Here's a few more pics to get you going.


----------



## cramden (Oct 13, 2015)

That's outstanding, great ratio of scenery to trains.:appl:


----------



## Yellowstone Special (Jun 23, 2015)

traction fan: Thank you for your input. I agree that operating an N scale layout would be much more visually realistic with the scenery as the main backdrop as the trains run through it. Dieselfan's photos are good examples. They look like real trains passing though real country.

dieselfan: Thanks again for those superb photos!

I can see where modeling in N scale would require some learning and proficiency in making scenery. Something I'd be willing to try. You guys are persuasive in causing me to take a serious look at N scale and trying it out on my existing layout.

I'm going to continue gathering information on N scale modeling and may start working on it in the fall.

Many thanks to all of you in this thread for your input and contributions.


----------



## traction fan (Oct 5, 2014)

*Scenery*



Yellowstone Special said:


> traction fan: Thank you for your input. I agree that operating an N scale layout would be much more visually realistic with the scenery as the main backdrop as the trains run through it. Dieselfan's photos are good examples. They look like real trains passing though real country.
> 
> dieselfan: Thanks again for those superb photos!
> 
> ...


 Yellowstone Special;

You are quite welcome! Scenery making methods/skills are pretty much the same in any scale. The big difference is just the ratio of trains to the scene. You can also fit some fairly deep-looking scenes into some pretty small spaces with N-scale. The steel trestle scene below is 16" deep at the top, and only 5" deep at the bottom. While 16" is the standard depth on my shelf layout; this one had to be cut down to accommodate the lid on a chest freezer. Some other sections can be much deeper.
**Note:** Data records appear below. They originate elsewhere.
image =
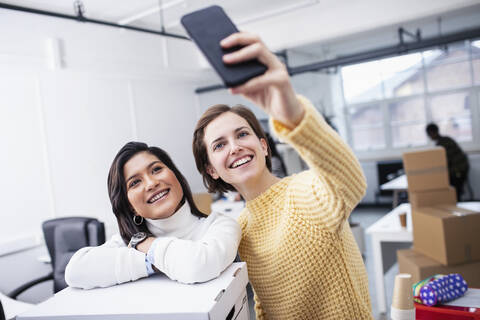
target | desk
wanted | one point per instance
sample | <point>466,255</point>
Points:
<point>156,297</point>
<point>388,229</point>
<point>397,185</point>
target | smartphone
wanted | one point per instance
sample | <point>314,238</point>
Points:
<point>207,27</point>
The river scene goes back about 6 feet.

Traction Fan:smilie_daumenpos:


----------



## Yellowstone Special (Jun 23, 2015)

Awesome and nicely done! :thumbsup:


----------



## Yellowstone Special (Jun 23, 2015)

cramden said:


> That's outstanding, great ratio of scenery to trains.:appl:


Hey Ralph, is that you again?


----------



## cramden (Oct 13, 2015)

Yellowstone Special said:


> Hey Ralph, is that you again?


Yes it is, still alive and kicking.  They're just great pics...great backdrop for long passenger sets.


----------



## Yellowstone Special (Jun 23, 2015)

cramden said:


> Yes it is, still alive and kicking.  They're just great pics...great backdrop for long passenger sets.


Fantastic!!


----------



## dieselfan1 (Sep 14, 2013)

Yellowstone 
Scenery is not difficult at all if you take your time . I've been doing a little here and a little there and it comes together before you know it.
I also run modern on my layout . There is literally tons of modern stuff available in N.The third picture is my money shot.


----------



## Yellowstone Special (Jun 23, 2015)

dieselfan1 said:


> Yellowstone
> Scenery is not difficult at all if you take your time . I've been doing a little here and a little there and it comes together before you know it.
> I also run modern on my layout . There is literally tons of modern stuff available in N.The third picture is my money shot.


Beautiful work, dieselfan. The reflection of the train off the water looks great! I like the modern trains, too.

Since it looks like BNSF country, just east of the Rockies in Montana (?), that must be Amtrak's Empire Builder.


----------



## Gramps (Feb 28, 2016)

Great photography especially, as was said, the reflections in the water. :thumbsup:


----------